Turns out, like Kimmy Schmidt said, I can do anything for 10 seconds (or, in the case of a mile, 10 minutes).

Starting is the Hardest Part

And I don't just mean starting the streak -- though it's easy to set arbitrary parameters for this type of thing to delay starting (think of all the times you said you'd start that diet on the first of the month, or you'd start a new journal on the first of the year).

The hardest part of every run was putting my shoes on and walking out the door. Once I got started, actually completing the mile was the easy part (and in most instances, time allowing, my one mile became two or three or five or six).

Accountibilibuddies Really Do Make a Difference

A running friend of mine sent me this article about "accountabilibuddies" -- and while the article (and my running accountabilibuddies) really emphasize having a buddy system in place for workout accountability, I think this type of partnership can help maintain any habit. 

Case in point: some local friends and I all wanted to dedicate more time to writing in 2016, so we meet twice a month for several hours to sit around a table and write.
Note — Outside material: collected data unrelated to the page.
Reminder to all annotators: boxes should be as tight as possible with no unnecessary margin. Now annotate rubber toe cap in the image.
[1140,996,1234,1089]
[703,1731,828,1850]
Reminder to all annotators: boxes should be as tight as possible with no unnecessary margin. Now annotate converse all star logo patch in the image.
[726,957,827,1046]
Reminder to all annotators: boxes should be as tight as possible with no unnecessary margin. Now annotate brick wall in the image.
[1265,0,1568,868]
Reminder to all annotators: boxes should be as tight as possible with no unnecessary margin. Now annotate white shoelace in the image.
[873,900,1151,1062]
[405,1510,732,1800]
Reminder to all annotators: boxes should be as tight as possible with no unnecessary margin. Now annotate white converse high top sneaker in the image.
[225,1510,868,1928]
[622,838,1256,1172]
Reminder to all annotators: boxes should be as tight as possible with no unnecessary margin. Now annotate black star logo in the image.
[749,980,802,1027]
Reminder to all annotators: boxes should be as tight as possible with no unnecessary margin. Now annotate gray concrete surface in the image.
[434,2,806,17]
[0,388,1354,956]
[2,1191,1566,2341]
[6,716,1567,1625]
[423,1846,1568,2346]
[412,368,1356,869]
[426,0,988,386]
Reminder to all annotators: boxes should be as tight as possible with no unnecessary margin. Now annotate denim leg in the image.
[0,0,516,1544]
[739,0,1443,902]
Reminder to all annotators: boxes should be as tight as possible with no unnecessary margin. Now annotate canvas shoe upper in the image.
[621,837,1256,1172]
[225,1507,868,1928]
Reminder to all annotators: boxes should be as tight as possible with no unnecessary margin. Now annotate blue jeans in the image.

That's time that, if spent at home, alone, I would likely pitter away on social media or work, but with the discipline of working with a group, I now dedicate solely to writing (and a bit of socializing).

While it's great to have in-person accountabilibuddies, online partners can serve the same purpose. Finding people with the same goals and working together to stick to a plan makes the whole process seem that much easier.

Anticipate the Unintended Consequences

In the case of the running streak, this was laundry. I essentially doubled the amount of laundry I was generating every week (and winter running means extra layers which means even more laundry). After two weeks, I started to account for laundry time in my days: I'd throw a load of laundry in before my morning run, then switch it to the dryer when I was finished showering and eating post-run. It became a mindless part of my routine, but one I hadn't accounted for pre-streak.

It Felt Even Better Than I'd Expected to Get it Done

There were days when it was really, really hard to get out and run that one mile. Days when I pushed myself to run as fast as possible just to get it done, and days when I ran so slowly that my one-mile time was a solid three minutes over my per-mile average for a half marathon distance. Days when I hated running and swore I'd never ever do it again ever (those were mostly the treadmill days; I detest the treadmill). 

But at the end of each run, I felt a little proud of myself for ticking one more day off in the streak. And on New Years Day, after 4 miles of hills in 20 degree temperatures and very gusty winds, it felt damn good to look back across December and the holidays and all of the madness that December and holidays can bring and acknowledge that I did what I'd set out to do. That feeling was worth every bad run (and every good one).


I'm curious: has anyone else tried something like this? NaNoWriMo, perhaps? Or another type of streak-based goal?